The School of Mathematical Sciences of Queen Mary University of London invite applications for a PhD project commencing either in September 2016 (funded students) or at any point in the academic year (self-funded students).
This project belongs to the field of stochastic topology which studies properties of large random spaces and predicts their geometric, topological and combinatorial properties. The relationship between stochastic and classical topology is similar to the relationship between statistical and classical mechanics. The predictions of stochastic topology become increasingly accurate when the random space becomes “large" (in certain sense), i.e. when the methods of classical topology become inadequate. The well-developed theory of random graphs, initiated by P. Erdӧs and A. Réniy about 50 years ago, is a prelude to stochastic topology which deals with random simplicial complexes of any dimension ≥ 1. Random simplicial complexes of dimension ≥ 2 have wealth of interesting topological invariants, some of them are non-commutative (such as the fundamental group), and their study is much more challenging, compared to the theory of random graphs. The tools of stochastic topology may be used for modelling large complex systems in various practical applications. The methods and results of stochastic topology might also be useful in pure mathematics for non-constructive existence proofs in topology.
First models of random simplicial complexes and smooth compact manifolds appeared around 2006 and are the object of intensive current research. We may mention random surfaces, random 3-manifolds, configuration spaces of random mechanisms, and several different models of random simplicial complexes.
The proposed PhD project will be focused on topological properties of random simplicial complexes in the new multi-parameter model. We are interested in homological properties of random simplicial complexes and in phase transitions which happen at some critical values of the probability parameters.
The project involves tools from various areas of mathematics such as algebraic topology, combinatorial group theory, spectral analysis and elements of probability theory. Knowledge of these areas is not a prerequisite, the necessary material can be learned in the process of PhD work.
This project will be supervised by Professor Michael Farber.
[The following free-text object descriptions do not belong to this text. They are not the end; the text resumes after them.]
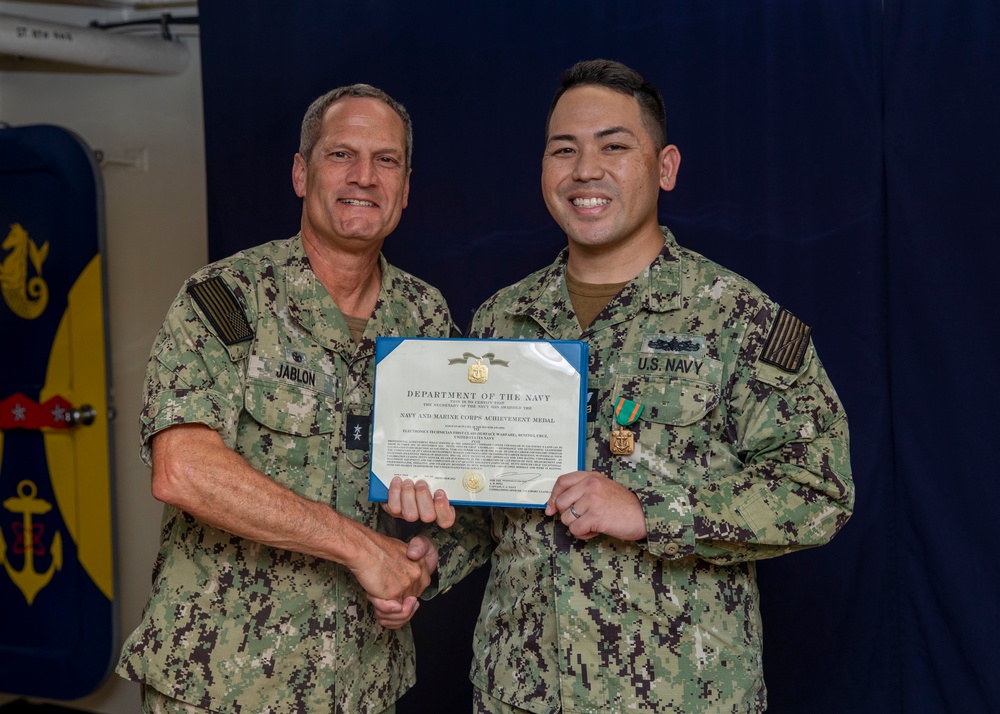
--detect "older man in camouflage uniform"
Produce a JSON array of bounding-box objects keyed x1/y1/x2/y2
[
  {"x1": 384, "y1": 60, "x2": 854, "y2": 712},
  {"x1": 116, "y1": 85, "x2": 456, "y2": 713}
]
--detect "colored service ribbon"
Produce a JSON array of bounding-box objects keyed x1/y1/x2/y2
[{"x1": 614, "y1": 396, "x2": 644, "y2": 426}]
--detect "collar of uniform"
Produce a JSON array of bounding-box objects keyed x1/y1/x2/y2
[
  {"x1": 503, "y1": 250, "x2": 575, "y2": 338},
  {"x1": 505, "y1": 227, "x2": 682, "y2": 335},
  {"x1": 639, "y1": 227, "x2": 682, "y2": 314},
  {"x1": 284, "y1": 235, "x2": 402, "y2": 357},
  {"x1": 370, "y1": 257, "x2": 409, "y2": 336}
]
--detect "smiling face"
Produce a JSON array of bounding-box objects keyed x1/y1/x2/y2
[
  {"x1": 292, "y1": 96, "x2": 410, "y2": 253},
  {"x1": 542, "y1": 85, "x2": 679, "y2": 257}
]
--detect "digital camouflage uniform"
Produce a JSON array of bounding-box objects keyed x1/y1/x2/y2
[
  {"x1": 116, "y1": 235, "x2": 455, "y2": 713},
  {"x1": 428, "y1": 229, "x2": 853, "y2": 713}
]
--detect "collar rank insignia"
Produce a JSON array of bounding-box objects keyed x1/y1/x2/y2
[
  {"x1": 346, "y1": 413, "x2": 370, "y2": 451},
  {"x1": 188, "y1": 275, "x2": 253, "y2": 346},
  {"x1": 760, "y1": 308, "x2": 812, "y2": 373}
]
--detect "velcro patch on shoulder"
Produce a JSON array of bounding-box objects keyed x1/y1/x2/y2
[
  {"x1": 760, "y1": 308, "x2": 811, "y2": 373},
  {"x1": 188, "y1": 276, "x2": 253, "y2": 346}
]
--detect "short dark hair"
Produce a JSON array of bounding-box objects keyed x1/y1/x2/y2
[
  {"x1": 546, "y1": 59, "x2": 667, "y2": 149},
  {"x1": 299, "y1": 84, "x2": 413, "y2": 168}
]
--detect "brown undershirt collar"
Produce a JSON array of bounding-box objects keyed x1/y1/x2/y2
[
  {"x1": 565, "y1": 270, "x2": 630, "y2": 330},
  {"x1": 344, "y1": 314, "x2": 368, "y2": 345}
]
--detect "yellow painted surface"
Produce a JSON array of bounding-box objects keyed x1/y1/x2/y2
[{"x1": 40, "y1": 255, "x2": 113, "y2": 601}]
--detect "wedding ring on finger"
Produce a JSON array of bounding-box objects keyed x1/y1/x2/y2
[{"x1": 569, "y1": 504, "x2": 581, "y2": 519}]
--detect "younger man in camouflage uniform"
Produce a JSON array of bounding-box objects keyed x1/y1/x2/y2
[
  {"x1": 383, "y1": 60, "x2": 854, "y2": 712},
  {"x1": 117, "y1": 85, "x2": 456, "y2": 713}
]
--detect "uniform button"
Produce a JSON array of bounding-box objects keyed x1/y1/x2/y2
[{"x1": 664, "y1": 542, "x2": 680, "y2": 556}]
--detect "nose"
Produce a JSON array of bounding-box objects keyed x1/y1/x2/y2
[
  {"x1": 571, "y1": 147, "x2": 603, "y2": 182},
  {"x1": 347, "y1": 157, "x2": 377, "y2": 187}
]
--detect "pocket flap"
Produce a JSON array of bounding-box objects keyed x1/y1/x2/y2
[
  {"x1": 245, "y1": 378, "x2": 337, "y2": 435},
  {"x1": 635, "y1": 378, "x2": 720, "y2": 427}
]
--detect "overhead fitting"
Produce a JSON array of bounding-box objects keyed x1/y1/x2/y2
[{"x1": 0, "y1": 12, "x2": 191, "y2": 75}]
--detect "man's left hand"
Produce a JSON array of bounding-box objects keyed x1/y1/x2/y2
[
  {"x1": 382, "y1": 477, "x2": 456, "y2": 527},
  {"x1": 368, "y1": 595, "x2": 421, "y2": 630},
  {"x1": 545, "y1": 471, "x2": 647, "y2": 541}
]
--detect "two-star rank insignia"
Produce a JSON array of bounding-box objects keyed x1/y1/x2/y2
[{"x1": 346, "y1": 413, "x2": 370, "y2": 451}]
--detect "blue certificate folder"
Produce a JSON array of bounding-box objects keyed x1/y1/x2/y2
[{"x1": 369, "y1": 337, "x2": 589, "y2": 508}]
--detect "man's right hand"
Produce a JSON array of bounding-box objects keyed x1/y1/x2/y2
[
  {"x1": 349, "y1": 529, "x2": 436, "y2": 602},
  {"x1": 151, "y1": 424, "x2": 440, "y2": 606},
  {"x1": 382, "y1": 477, "x2": 455, "y2": 527}
]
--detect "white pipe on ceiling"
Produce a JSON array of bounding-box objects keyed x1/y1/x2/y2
[{"x1": 0, "y1": 12, "x2": 189, "y2": 74}]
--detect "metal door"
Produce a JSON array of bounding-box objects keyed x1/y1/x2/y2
[{"x1": 0, "y1": 124, "x2": 115, "y2": 700}]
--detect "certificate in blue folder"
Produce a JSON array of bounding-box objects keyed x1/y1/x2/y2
[{"x1": 369, "y1": 338, "x2": 588, "y2": 508}]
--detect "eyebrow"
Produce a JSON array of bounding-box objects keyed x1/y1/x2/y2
[
  {"x1": 324, "y1": 141, "x2": 404, "y2": 157},
  {"x1": 596, "y1": 126, "x2": 636, "y2": 140},
  {"x1": 546, "y1": 125, "x2": 638, "y2": 145}
]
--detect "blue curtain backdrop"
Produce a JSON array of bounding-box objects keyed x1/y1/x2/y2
[{"x1": 197, "y1": 1, "x2": 999, "y2": 711}]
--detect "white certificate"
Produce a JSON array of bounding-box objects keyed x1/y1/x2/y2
[{"x1": 369, "y1": 338, "x2": 588, "y2": 508}]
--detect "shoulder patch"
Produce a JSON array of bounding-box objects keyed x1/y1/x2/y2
[
  {"x1": 188, "y1": 275, "x2": 253, "y2": 345},
  {"x1": 760, "y1": 308, "x2": 811, "y2": 373}
]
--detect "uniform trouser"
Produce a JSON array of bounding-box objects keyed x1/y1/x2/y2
[
  {"x1": 473, "y1": 687, "x2": 538, "y2": 714},
  {"x1": 141, "y1": 684, "x2": 397, "y2": 714}
]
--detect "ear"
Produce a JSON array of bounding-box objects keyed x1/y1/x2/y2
[
  {"x1": 658, "y1": 145, "x2": 681, "y2": 191},
  {"x1": 292, "y1": 153, "x2": 308, "y2": 198},
  {"x1": 401, "y1": 167, "x2": 412, "y2": 209}
]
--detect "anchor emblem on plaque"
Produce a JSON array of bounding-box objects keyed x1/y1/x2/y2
[
  {"x1": 0, "y1": 480, "x2": 63, "y2": 605},
  {"x1": 468, "y1": 358, "x2": 488, "y2": 384},
  {"x1": 447, "y1": 351, "x2": 509, "y2": 384}
]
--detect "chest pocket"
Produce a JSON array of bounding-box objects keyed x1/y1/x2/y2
[
  {"x1": 240, "y1": 375, "x2": 339, "y2": 501},
  {"x1": 640, "y1": 376, "x2": 720, "y2": 426},
  {"x1": 612, "y1": 374, "x2": 721, "y2": 488},
  {"x1": 244, "y1": 378, "x2": 338, "y2": 437}
]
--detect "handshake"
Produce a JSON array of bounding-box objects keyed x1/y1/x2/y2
[{"x1": 353, "y1": 478, "x2": 455, "y2": 629}]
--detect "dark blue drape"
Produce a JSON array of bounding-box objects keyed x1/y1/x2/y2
[
  {"x1": 197, "y1": 1, "x2": 999, "y2": 711},
  {"x1": 882, "y1": 2, "x2": 1000, "y2": 711}
]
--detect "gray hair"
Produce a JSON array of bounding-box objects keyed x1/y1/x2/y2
[{"x1": 299, "y1": 84, "x2": 413, "y2": 168}]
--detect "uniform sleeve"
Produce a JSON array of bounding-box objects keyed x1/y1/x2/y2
[
  {"x1": 417, "y1": 506, "x2": 495, "y2": 598},
  {"x1": 467, "y1": 301, "x2": 501, "y2": 339},
  {"x1": 640, "y1": 313, "x2": 854, "y2": 564},
  {"x1": 138, "y1": 276, "x2": 252, "y2": 467},
  {"x1": 384, "y1": 267, "x2": 461, "y2": 338}
]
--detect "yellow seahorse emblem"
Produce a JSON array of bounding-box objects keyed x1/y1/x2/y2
[{"x1": 1, "y1": 223, "x2": 49, "y2": 320}]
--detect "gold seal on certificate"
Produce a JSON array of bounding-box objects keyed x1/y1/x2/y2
[
  {"x1": 369, "y1": 338, "x2": 588, "y2": 508},
  {"x1": 468, "y1": 359, "x2": 488, "y2": 383},
  {"x1": 462, "y1": 470, "x2": 486, "y2": 493}
]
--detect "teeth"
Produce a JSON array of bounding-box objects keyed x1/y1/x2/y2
[
  {"x1": 572, "y1": 197, "x2": 611, "y2": 208},
  {"x1": 341, "y1": 199, "x2": 376, "y2": 207}
]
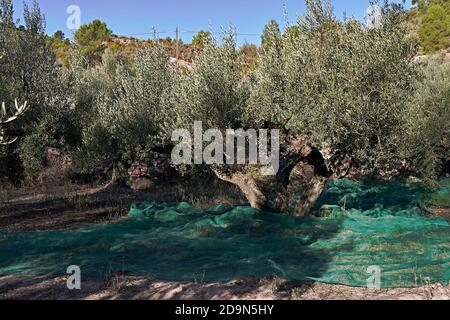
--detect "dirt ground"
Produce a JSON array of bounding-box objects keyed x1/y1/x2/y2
[
  {"x1": 0, "y1": 185, "x2": 146, "y2": 232},
  {"x1": 1, "y1": 275, "x2": 449, "y2": 300},
  {"x1": 0, "y1": 180, "x2": 245, "y2": 232},
  {"x1": 0, "y1": 183, "x2": 449, "y2": 300}
]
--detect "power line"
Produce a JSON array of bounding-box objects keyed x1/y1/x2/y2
[
  {"x1": 181, "y1": 30, "x2": 260, "y2": 36},
  {"x1": 119, "y1": 31, "x2": 169, "y2": 37},
  {"x1": 120, "y1": 28, "x2": 261, "y2": 38}
]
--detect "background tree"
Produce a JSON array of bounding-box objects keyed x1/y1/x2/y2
[
  {"x1": 74, "y1": 19, "x2": 112, "y2": 65},
  {"x1": 191, "y1": 30, "x2": 212, "y2": 51},
  {"x1": 410, "y1": 0, "x2": 450, "y2": 53},
  {"x1": 261, "y1": 19, "x2": 281, "y2": 49},
  {"x1": 239, "y1": 43, "x2": 258, "y2": 72},
  {"x1": 418, "y1": 1, "x2": 449, "y2": 53},
  {"x1": 46, "y1": 30, "x2": 71, "y2": 67},
  {"x1": 53, "y1": 30, "x2": 65, "y2": 41},
  {"x1": 23, "y1": 0, "x2": 46, "y2": 34}
]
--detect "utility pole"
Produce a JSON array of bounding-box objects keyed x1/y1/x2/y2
[{"x1": 175, "y1": 26, "x2": 179, "y2": 60}]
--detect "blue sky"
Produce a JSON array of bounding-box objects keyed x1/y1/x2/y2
[{"x1": 12, "y1": 0, "x2": 411, "y2": 44}]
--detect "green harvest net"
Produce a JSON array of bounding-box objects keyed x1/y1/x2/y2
[{"x1": 0, "y1": 178, "x2": 449, "y2": 288}]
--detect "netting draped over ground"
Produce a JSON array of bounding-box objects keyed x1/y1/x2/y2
[{"x1": 0, "y1": 179, "x2": 449, "y2": 288}]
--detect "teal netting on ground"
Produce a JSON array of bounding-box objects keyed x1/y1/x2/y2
[{"x1": 0, "y1": 178, "x2": 449, "y2": 288}]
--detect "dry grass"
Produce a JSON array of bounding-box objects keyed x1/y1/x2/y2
[{"x1": 0, "y1": 176, "x2": 245, "y2": 232}]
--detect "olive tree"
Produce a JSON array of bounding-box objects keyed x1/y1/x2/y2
[
  {"x1": 0, "y1": 0, "x2": 70, "y2": 179},
  {"x1": 402, "y1": 59, "x2": 450, "y2": 179},
  {"x1": 77, "y1": 44, "x2": 176, "y2": 185},
  {"x1": 0, "y1": 1, "x2": 55, "y2": 120},
  {"x1": 246, "y1": 0, "x2": 420, "y2": 215},
  {"x1": 173, "y1": 30, "x2": 255, "y2": 183},
  {"x1": 175, "y1": 0, "x2": 422, "y2": 215},
  {"x1": 175, "y1": 32, "x2": 249, "y2": 130}
]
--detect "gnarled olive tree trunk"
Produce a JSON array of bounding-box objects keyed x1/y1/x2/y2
[{"x1": 212, "y1": 137, "x2": 348, "y2": 216}]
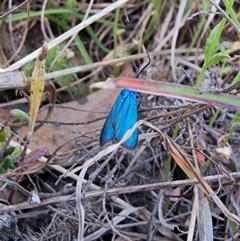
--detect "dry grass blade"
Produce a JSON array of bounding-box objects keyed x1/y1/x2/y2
[
  {"x1": 143, "y1": 120, "x2": 240, "y2": 225},
  {"x1": 187, "y1": 186, "x2": 197, "y2": 241},
  {"x1": 188, "y1": 115, "x2": 213, "y2": 241},
  {"x1": 171, "y1": 0, "x2": 189, "y2": 80},
  {"x1": 29, "y1": 42, "x2": 47, "y2": 134},
  {"x1": 157, "y1": 189, "x2": 178, "y2": 231},
  {"x1": 197, "y1": 190, "x2": 213, "y2": 241},
  {"x1": 76, "y1": 165, "x2": 86, "y2": 241}
]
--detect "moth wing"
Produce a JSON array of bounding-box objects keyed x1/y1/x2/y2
[
  {"x1": 115, "y1": 90, "x2": 138, "y2": 149},
  {"x1": 100, "y1": 91, "x2": 125, "y2": 146}
]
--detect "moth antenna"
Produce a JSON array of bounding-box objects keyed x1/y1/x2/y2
[{"x1": 136, "y1": 50, "x2": 151, "y2": 78}]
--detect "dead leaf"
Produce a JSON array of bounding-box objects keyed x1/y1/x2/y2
[
  {"x1": 216, "y1": 146, "x2": 231, "y2": 159},
  {"x1": 14, "y1": 89, "x2": 120, "y2": 151},
  {"x1": 195, "y1": 143, "x2": 205, "y2": 167}
]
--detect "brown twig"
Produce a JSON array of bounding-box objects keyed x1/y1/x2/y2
[{"x1": 0, "y1": 171, "x2": 240, "y2": 214}]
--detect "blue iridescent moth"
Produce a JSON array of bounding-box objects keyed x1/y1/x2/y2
[
  {"x1": 100, "y1": 53, "x2": 150, "y2": 149},
  {"x1": 100, "y1": 89, "x2": 138, "y2": 149}
]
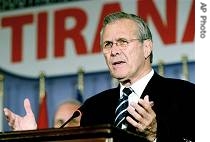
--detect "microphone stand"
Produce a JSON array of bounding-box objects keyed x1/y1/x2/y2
[{"x1": 60, "y1": 110, "x2": 81, "y2": 128}]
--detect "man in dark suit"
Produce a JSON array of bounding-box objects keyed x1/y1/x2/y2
[
  {"x1": 80, "y1": 71, "x2": 194, "y2": 142},
  {"x1": 4, "y1": 12, "x2": 194, "y2": 142}
]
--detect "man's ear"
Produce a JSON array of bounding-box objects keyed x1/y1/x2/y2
[{"x1": 143, "y1": 39, "x2": 153, "y2": 59}]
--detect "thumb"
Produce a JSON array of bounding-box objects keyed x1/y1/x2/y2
[
  {"x1": 144, "y1": 95, "x2": 154, "y2": 106},
  {"x1": 144, "y1": 95, "x2": 149, "y2": 102},
  {"x1": 24, "y1": 98, "x2": 33, "y2": 116}
]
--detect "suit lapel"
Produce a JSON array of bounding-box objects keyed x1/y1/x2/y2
[{"x1": 140, "y1": 72, "x2": 161, "y2": 102}]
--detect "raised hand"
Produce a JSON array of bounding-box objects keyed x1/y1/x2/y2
[
  {"x1": 3, "y1": 98, "x2": 37, "y2": 131},
  {"x1": 127, "y1": 95, "x2": 157, "y2": 142}
]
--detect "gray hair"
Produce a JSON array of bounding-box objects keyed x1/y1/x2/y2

For full details, see the project abstract: http://www.maths.qmul.ac.uk/sites/default/files/phd%20projects%202015/G&A/farber-3.pdf
The application procedure is described on the School website. For further enquiries please contact Prof Michael Farber (
[email protected]).
This project is eligible for several sources of full funding for the 2016/17 academic year, including support for 3.5 years’ study, additional funds for conference and research visits and funding for relevant IT needs. Applicants interested in the full funding will have to participate in a highly competitive selection process. The best candidates will be eligible to receive a prestigious Ian Macdonald Postgraduate Award of £1000, for which you will be considered alongside your application. The application deadline for full funding is January 31st 2016.
There is also 50% funding scheme available for students who are able to find the matching 50 % of the cost of their studies. Competition for these half-funded slots will be less intensive, and eligible students should mention their willingness to be considered for them in their application. The application deadline for 50 % funding is January 31st 2016.
This project can be also undertaken as a self-funded project, either through your own funds or through a body external to Queen Mary University of London. Self-funded applications are accepted year-round.